While the disposition review process throws up individual documents, these can be filtered by document library; if there is only a smaller subset of libraries (in point 2 above), this may be less onerous. However, the organisation needs a process to ensure that (a) the person doing the review of the library can access all the content and (b) they have somewhere to save the metadata (we used an 'Archives' SPO site for this purpose, also used to manage paper records).  

 

I had another related question last week. Some organisations may want to keep what they call a record 'stub' when a record is deleted (or certain other actions such as migrated) from the library; so the library shows the record USED TO exist but was deleted at a given time, on the authority of someone. I don't think this is possible in SPO unless you export the metadata to a list instead. 

Copper Contributor

I agree with @Maria_Espino_Catapult with little expansion.

There are some old concepts that still hold value. Who ever worked professionally with document/record management and in designing software solutions will tell you that you cannot ask end user to classify documents or to do anything that is outside of the user’s role. If you can provide content for metadata from the system don’t ask user to type it in…

The content management effort culminated in SharePoint 2010 with managed metadata service, taxonomy/term store, content type hub, document centers and record center followed natural information lifecycle and offered “location” context when collaborative structure followed corporate structure. The ability to propagate changes trough the corporate structure with content type hub made the whole thing alive.

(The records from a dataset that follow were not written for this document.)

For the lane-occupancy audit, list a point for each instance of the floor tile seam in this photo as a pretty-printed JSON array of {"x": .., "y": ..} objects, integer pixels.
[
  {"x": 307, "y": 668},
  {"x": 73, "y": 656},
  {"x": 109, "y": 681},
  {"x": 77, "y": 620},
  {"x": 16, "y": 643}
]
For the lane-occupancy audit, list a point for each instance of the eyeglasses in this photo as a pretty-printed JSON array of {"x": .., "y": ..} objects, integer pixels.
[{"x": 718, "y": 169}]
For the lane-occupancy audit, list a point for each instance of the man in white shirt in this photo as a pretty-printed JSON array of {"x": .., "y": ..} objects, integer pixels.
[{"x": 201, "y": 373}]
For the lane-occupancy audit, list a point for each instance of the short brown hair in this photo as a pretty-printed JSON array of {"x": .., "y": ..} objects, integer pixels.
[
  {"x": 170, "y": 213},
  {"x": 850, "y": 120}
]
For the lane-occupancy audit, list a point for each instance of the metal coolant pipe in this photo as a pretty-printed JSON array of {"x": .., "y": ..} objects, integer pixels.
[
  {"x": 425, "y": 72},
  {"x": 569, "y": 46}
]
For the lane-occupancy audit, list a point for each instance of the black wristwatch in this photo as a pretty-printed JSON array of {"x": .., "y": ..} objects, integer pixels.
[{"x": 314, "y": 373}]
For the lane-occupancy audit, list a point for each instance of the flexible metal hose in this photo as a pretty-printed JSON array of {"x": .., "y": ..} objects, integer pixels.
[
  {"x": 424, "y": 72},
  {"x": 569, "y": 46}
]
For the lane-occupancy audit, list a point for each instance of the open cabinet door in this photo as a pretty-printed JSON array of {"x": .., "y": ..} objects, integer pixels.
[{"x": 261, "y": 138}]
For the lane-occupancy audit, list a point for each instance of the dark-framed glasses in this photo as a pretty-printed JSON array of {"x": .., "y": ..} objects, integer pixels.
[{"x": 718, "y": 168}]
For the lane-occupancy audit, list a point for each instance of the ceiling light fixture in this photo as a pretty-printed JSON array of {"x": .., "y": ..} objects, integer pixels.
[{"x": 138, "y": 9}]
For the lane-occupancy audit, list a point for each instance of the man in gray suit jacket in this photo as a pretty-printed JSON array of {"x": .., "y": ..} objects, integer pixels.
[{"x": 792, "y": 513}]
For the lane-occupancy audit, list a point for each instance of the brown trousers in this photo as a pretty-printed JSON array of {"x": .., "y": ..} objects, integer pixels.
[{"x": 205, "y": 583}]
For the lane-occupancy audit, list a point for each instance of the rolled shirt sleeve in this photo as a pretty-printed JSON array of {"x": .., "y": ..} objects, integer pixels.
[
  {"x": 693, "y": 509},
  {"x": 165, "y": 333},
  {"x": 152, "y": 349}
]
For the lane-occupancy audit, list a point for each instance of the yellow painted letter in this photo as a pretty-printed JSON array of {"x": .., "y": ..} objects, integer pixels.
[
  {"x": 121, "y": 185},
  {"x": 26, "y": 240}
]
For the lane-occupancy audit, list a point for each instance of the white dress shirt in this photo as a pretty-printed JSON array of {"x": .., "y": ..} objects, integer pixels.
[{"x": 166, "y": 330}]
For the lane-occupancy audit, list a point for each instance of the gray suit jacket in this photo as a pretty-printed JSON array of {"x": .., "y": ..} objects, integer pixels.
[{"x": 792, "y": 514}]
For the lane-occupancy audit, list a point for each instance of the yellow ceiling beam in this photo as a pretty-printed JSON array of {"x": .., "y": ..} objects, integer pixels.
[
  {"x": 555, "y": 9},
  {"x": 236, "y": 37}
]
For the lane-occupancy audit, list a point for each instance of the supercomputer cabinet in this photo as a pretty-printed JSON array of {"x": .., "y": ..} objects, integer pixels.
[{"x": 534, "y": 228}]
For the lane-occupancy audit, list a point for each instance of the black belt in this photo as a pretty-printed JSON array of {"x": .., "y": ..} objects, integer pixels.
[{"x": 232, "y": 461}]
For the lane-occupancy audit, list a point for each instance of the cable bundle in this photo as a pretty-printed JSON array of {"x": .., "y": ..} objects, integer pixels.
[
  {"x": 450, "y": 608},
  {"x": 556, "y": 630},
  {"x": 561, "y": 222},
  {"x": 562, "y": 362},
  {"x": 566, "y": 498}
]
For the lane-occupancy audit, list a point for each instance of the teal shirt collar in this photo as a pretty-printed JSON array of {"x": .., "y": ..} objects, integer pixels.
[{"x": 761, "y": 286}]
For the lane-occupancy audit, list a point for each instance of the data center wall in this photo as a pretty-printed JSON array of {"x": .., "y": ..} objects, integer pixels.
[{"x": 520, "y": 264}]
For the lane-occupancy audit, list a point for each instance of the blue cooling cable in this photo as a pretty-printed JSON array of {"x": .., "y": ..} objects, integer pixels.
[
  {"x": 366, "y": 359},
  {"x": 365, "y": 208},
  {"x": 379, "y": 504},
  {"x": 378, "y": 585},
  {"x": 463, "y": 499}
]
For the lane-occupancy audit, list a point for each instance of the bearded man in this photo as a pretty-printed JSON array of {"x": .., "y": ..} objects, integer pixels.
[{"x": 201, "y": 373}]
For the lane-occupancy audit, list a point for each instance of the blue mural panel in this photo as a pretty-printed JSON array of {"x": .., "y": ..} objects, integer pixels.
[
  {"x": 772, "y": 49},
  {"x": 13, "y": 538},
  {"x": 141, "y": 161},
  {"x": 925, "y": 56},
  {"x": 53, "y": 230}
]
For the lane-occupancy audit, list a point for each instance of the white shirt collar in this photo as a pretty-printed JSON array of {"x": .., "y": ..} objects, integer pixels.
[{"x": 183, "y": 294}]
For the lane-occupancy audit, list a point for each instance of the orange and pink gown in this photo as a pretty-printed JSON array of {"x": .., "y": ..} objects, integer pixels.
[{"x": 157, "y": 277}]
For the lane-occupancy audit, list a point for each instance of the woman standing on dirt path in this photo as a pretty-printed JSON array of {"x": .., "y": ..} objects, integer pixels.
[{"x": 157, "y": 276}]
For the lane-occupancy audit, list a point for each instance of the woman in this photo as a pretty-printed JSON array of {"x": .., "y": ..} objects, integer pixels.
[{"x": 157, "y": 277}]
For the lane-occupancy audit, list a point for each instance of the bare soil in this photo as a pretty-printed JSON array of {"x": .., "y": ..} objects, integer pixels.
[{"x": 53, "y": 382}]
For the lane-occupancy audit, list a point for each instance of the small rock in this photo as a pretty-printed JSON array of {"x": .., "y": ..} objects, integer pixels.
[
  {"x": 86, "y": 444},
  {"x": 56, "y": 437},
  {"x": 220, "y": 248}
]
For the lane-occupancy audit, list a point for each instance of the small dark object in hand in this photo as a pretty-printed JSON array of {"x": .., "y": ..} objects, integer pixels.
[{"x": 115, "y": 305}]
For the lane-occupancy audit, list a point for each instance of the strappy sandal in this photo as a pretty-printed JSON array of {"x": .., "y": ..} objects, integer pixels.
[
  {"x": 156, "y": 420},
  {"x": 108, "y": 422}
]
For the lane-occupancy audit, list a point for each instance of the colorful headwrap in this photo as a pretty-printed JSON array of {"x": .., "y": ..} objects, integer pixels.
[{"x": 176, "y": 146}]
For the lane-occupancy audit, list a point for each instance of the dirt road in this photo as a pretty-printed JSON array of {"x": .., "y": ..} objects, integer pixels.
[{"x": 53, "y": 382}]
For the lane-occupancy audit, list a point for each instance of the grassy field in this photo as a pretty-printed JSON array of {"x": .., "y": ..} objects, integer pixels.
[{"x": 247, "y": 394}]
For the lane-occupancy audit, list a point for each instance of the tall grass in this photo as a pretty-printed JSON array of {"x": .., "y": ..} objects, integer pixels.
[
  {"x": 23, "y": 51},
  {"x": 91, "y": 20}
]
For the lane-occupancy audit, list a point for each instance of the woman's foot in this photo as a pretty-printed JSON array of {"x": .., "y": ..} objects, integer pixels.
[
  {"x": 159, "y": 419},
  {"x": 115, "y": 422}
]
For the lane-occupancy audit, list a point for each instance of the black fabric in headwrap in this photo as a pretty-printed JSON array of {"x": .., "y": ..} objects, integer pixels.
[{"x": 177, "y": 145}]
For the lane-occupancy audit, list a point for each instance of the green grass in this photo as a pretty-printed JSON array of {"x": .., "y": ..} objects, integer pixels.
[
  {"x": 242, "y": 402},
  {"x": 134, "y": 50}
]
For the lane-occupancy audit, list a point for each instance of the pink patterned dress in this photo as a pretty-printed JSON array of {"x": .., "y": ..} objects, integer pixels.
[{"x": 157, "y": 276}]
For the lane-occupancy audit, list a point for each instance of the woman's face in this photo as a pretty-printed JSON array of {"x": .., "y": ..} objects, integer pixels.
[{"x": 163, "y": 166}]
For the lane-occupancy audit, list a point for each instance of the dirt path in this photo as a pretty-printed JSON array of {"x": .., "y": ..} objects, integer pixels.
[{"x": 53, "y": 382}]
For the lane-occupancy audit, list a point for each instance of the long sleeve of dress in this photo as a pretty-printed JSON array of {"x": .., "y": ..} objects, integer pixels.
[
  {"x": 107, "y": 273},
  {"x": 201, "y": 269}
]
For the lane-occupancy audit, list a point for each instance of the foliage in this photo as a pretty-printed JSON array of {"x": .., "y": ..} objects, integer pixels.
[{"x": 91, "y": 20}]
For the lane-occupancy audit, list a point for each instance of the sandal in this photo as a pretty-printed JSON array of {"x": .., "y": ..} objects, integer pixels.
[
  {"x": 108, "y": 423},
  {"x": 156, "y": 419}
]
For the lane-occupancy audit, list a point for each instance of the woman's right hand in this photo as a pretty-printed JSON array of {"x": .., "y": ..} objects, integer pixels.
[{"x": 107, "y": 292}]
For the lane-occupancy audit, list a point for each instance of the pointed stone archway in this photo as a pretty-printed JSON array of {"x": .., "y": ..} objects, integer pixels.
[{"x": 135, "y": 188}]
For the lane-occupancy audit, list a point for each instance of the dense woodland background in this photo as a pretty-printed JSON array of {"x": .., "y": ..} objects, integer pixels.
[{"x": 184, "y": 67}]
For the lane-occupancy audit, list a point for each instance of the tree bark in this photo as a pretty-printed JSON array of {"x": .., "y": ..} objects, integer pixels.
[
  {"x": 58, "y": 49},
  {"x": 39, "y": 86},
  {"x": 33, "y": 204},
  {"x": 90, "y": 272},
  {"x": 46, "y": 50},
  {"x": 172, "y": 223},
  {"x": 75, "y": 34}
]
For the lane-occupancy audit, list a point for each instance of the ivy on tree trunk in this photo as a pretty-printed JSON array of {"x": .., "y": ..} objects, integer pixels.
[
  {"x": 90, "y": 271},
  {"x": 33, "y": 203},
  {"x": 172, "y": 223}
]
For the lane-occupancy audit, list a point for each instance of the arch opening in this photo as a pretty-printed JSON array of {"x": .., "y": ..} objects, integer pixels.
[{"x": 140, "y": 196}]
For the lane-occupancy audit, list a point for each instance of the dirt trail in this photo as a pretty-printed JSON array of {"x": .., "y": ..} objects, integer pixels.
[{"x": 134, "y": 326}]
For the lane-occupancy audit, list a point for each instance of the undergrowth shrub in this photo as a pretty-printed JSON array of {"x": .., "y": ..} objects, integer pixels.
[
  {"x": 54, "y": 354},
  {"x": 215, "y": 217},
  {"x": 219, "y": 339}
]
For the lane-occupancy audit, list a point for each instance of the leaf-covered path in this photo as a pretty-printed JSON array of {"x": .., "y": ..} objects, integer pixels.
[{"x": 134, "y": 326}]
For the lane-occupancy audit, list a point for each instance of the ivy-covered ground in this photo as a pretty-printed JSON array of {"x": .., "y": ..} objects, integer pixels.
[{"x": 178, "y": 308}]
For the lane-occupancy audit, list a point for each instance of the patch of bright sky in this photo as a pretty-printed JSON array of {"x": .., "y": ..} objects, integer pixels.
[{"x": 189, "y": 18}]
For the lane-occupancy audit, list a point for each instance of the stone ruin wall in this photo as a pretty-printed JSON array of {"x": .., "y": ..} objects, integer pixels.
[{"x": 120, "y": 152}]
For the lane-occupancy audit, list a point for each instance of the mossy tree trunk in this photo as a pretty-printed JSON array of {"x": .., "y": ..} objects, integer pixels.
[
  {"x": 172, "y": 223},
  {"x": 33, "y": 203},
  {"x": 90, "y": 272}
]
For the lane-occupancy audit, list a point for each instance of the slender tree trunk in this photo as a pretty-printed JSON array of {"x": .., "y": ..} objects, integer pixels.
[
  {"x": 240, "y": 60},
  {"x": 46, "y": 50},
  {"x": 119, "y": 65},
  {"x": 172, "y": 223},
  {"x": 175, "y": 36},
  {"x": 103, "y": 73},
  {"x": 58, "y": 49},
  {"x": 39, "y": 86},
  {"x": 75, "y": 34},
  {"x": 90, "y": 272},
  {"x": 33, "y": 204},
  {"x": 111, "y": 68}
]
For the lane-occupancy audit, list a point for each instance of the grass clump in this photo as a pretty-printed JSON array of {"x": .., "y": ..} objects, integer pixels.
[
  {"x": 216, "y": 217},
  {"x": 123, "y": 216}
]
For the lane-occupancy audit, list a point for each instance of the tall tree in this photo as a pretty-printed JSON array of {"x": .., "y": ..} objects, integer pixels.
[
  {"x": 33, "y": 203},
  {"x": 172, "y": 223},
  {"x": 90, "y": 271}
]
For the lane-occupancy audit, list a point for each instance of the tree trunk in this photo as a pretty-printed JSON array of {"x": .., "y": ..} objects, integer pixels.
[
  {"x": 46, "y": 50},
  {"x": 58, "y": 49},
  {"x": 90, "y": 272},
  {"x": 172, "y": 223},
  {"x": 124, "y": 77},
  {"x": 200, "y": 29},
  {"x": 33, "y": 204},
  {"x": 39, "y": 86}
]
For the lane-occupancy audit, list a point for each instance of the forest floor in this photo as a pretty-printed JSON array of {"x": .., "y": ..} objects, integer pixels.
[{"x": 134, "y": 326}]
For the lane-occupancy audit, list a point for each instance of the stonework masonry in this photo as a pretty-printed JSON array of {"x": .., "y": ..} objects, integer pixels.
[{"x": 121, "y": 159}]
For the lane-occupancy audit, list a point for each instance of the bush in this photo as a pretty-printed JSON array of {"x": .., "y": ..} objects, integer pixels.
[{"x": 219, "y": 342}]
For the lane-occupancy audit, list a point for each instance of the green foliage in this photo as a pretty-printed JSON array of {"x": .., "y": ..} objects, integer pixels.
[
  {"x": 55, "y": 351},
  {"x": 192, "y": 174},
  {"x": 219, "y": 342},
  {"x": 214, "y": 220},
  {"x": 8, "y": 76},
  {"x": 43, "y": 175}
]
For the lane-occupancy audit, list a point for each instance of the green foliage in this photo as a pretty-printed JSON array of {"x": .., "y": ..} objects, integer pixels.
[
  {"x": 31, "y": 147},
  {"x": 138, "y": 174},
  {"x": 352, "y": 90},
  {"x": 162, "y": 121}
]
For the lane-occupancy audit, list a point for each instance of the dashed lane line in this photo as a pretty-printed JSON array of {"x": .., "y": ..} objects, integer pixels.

Now we are at the beginning again. Garbage in garbage out, clattered libraries with security and auditing nightmare, and most of all one intelligent and promising system was dumbed down to the Box. I think Microsoft had/has chance to build something really special, something that can restructure as the fast pace market requires, the transformers comes to mind. :smiling_face_with_smiling_eyes:

I would ask Kennedy for help here: We choose to go to the moon in this decade and do the other things, not because they are easy, but because they are hard!

Iron Contributor

Hi Sorry to bumb up old thread.

 

I would like to get feedback from other users. Is the record management is working?

 

It has been a month , and I only have 1 disposition alert..

 

Does record management check every day for the documents or records that need to disposed and deleted?

 

Although I have once a disposition review report the counter it still shows = zero.